I see... then yes, the sheetmetal version will probably work best for you.
I cannot seem to modify the 2 flatten quilts in my Creo 2.0 as you have them defined.
Is this a Creo 3.0 file or WF5/Elements Pro? It opens in Creo 2.0.
I have noticed that flatten quilt builds a "plane" from the edge at or near the point used in the flatten quilt. If it is a good straight edge, it does pretty well. In the case of the fill/boundary blends, however, it takes some serious liberties with the tangent merge along the two surfaces.
Have you considered just forming a round tube with a square die
The attached file is working pretty well. Is the same as the previous with the garbage removed and to re-forming.
initially i made it in creo elements/pro 5.0..but the latest one i uploaded is in creo 2.0.
i do not have creo 3.0...they stopped our maintenance mid-way..how cruel is that.
So where is this new_flatten_quilt option?
Seriously, that last file just locked me out of doing anything with those two features.

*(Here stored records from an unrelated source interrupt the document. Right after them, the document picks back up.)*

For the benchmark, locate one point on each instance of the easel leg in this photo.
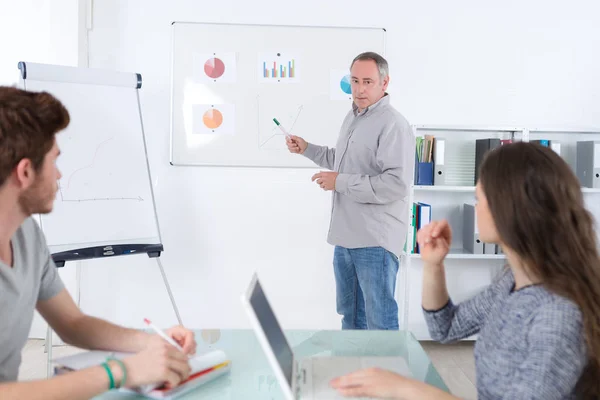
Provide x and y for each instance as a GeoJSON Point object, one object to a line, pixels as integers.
{"type": "Point", "coordinates": [48, 346]}
{"type": "Point", "coordinates": [166, 282]}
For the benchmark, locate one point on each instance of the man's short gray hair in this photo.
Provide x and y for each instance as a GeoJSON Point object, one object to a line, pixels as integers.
{"type": "Point", "coordinates": [381, 62]}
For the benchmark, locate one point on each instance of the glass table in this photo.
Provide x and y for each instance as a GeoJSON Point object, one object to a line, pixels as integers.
{"type": "Point", "coordinates": [251, 376]}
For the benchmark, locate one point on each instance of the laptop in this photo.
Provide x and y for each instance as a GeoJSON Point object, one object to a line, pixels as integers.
{"type": "Point", "coordinates": [307, 378]}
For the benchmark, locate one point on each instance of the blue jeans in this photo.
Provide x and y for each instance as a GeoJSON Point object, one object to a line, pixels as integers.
{"type": "Point", "coordinates": [365, 281]}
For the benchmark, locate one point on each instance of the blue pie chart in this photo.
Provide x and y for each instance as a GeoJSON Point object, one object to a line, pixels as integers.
{"type": "Point", "coordinates": [345, 85]}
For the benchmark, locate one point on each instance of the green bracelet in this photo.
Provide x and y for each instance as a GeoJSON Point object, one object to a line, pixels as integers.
{"type": "Point", "coordinates": [123, 370]}
{"type": "Point", "coordinates": [110, 377]}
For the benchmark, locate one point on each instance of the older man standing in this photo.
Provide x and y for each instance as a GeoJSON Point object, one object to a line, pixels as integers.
{"type": "Point", "coordinates": [371, 168]}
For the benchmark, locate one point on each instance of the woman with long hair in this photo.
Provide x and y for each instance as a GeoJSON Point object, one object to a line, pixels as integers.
{"type": "Point", "coordinates": [539, 322]}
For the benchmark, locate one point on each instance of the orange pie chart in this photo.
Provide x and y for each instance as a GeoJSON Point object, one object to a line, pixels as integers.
{"type": "Point", "coordinates": [212, 118]}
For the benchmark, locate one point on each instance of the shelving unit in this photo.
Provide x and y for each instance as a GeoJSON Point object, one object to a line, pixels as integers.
{"type": "Point", "coordinates": [467, 273]}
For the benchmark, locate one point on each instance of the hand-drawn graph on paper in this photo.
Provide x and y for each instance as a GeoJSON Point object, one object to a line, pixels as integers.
{"type": "Point", "coordinates": [270, 137]}
{"type": "Point", "coordinates": [77, 184]}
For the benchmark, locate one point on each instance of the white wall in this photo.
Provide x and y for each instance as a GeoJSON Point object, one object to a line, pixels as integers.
{"type": "Point", "coordinates": [461, 62]}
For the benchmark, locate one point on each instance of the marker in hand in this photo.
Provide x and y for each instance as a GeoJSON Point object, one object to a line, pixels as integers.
{"type": "Point", "coordinates": [286, 133]}
{"type": "Point", "coordinates": [163, 335]}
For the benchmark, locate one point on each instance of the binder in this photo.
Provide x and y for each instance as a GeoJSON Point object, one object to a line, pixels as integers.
{"type": "Point", "coordinates": [423, 218]}
{"type": "Point", "coordinates": [471, 241]}
{"type": "Point", "coordinates": [543, 142]}
{"type": "Point", "coordinates": [489, 248]}
{"type": "Point", "coordinates": [588, 163]}
{"type": "Point", "coordinates": [482, 146]}
{"type": "Point", "coordinates": [439, 178]}
{"type": "Point", "coordinates": [425, 173]}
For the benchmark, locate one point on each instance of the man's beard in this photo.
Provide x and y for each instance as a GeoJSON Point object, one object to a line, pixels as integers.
{"type": "Point", "coordinates": [36, 200]}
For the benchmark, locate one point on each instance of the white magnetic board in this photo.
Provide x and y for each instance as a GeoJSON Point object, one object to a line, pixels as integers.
{"type": "Point", "coordinates": [229, 81]}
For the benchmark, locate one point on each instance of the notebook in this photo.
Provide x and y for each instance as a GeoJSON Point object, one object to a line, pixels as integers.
{"type": "Point", "coordinates": [205, 368]}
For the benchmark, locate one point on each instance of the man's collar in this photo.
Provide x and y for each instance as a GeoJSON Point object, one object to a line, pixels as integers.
{"type": "Point", "coordinates": [383, 101]}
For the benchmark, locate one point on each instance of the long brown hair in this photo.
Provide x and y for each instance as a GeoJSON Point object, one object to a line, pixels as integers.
{"type": "Point", "coordinates": [538, 208]}
{"type": "Point", "coordinates": [28, 123]}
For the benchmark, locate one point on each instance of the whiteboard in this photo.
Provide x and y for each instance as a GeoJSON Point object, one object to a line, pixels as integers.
{"type": "Point", "coordinates": [105, 195]}
{"type": "Point", "coordinates": [229, 81]}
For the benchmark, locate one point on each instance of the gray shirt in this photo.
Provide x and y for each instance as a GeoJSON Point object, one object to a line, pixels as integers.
{"type": "Point", "coordinates": [530, 344]}
{"type": "Point", "coordinates": [32, 278]}
{"type": "Point", "coordinates": [374, 156]}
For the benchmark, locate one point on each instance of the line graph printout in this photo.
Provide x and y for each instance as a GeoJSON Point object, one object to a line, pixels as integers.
{"type": "Point", "coordinates": [270, 137]}
{"type": "Point", "coordinates": [104, 194]}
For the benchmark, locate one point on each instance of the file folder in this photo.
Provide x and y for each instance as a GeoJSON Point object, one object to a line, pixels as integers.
{"type": "Point", "coordinates": [471, 241]}
{"type": "Point", "coordinates": [482, 146]}
{"type": "Point", "coordinates": [588, 163]}
{"type": "Point", "coordinates": [424, 173]}
{"type": "Point", "coordinates": [439, 178]}
{"type": "Point", "coordinates": [489, 248]}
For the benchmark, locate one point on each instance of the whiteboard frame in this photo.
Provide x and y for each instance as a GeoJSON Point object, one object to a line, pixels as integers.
{"type": "Point", "coordinates": [172, 79]}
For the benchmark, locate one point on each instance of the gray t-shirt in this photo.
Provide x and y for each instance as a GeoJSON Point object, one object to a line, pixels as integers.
{"type": "Point", "coordinates": [32, 278]}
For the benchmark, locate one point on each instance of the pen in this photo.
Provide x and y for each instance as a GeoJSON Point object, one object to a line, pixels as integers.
{"type": "Point", "coordinates": [281, 127]}
{"type": "Point", "coordinates": [163, 334]}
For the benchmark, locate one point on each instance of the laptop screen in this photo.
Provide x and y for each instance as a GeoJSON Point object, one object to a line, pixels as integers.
{"type": "Point", "coordinates": [273, 331]}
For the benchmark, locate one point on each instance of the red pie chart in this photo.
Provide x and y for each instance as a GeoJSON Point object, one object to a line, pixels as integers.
{"type": "Point", "coordinates": [212, 118]}
{"type": "Point", "coordinates": [214, 67]}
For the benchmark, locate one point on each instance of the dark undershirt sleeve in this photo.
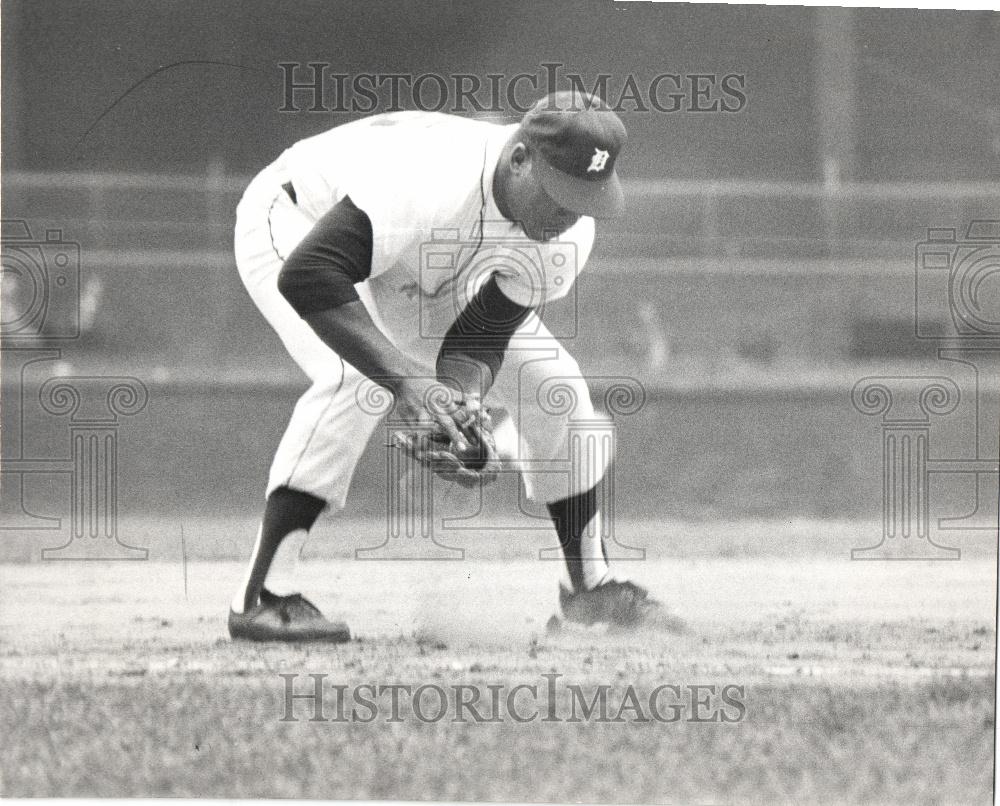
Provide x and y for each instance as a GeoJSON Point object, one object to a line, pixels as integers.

in the add option just enter "new_flatten_quilt" the ok option will be activated. this is in creo 2.0
You must have a style option or something... I get nothing
you have to add it in the config.pro.
its a hidden option
Okay, finally got it to go to the new UI (was missing the YES/NO). Not impressed!
Okay, this fails miserably with fills and merged boundary blends in the corners.
I can get a consistent flat state with 1/2 the part when the original was made with the boundary blend using control points as a single object. It is very tedious entering those points and it fails every time I enter the last pair.
hate to say this..but it was a piece of cake on CATIA.
the boundary blend and the flatten both of them.
and CATIA was able to flatten the complete quilt..
PTC should really look at some of these saga challenges we come up with.
Including recording the time it takes an engineer to actually do the challenge, and not find some obscure work-around or tell us that this is not how -anyone- would ever do -anything-.
Finally got it using a two-stage flatten process. I thought I had it in one, but it left a triangle behind. For some reason, it doesn't recognize the split surface and maintain the rest as a single quilt.
I turned off the hidden flatten quilt UI so others can use this without it enabled.
PTC is like an Indian goverment office..they will only work if a lot of pressure is put on them..in this case a big customer asks them to put in some functionality..otherwise you have to do with what you have been given
Of course, after the mirrored group, you can flatten each half and merge them.
But most importantly, the feature creation method creates a reliable result apparently with very little distortion.
The edge is still 220 and the arc length is within .001 of the original.
And it works well flatten-quilt deformation if you needed to add something in the flat state.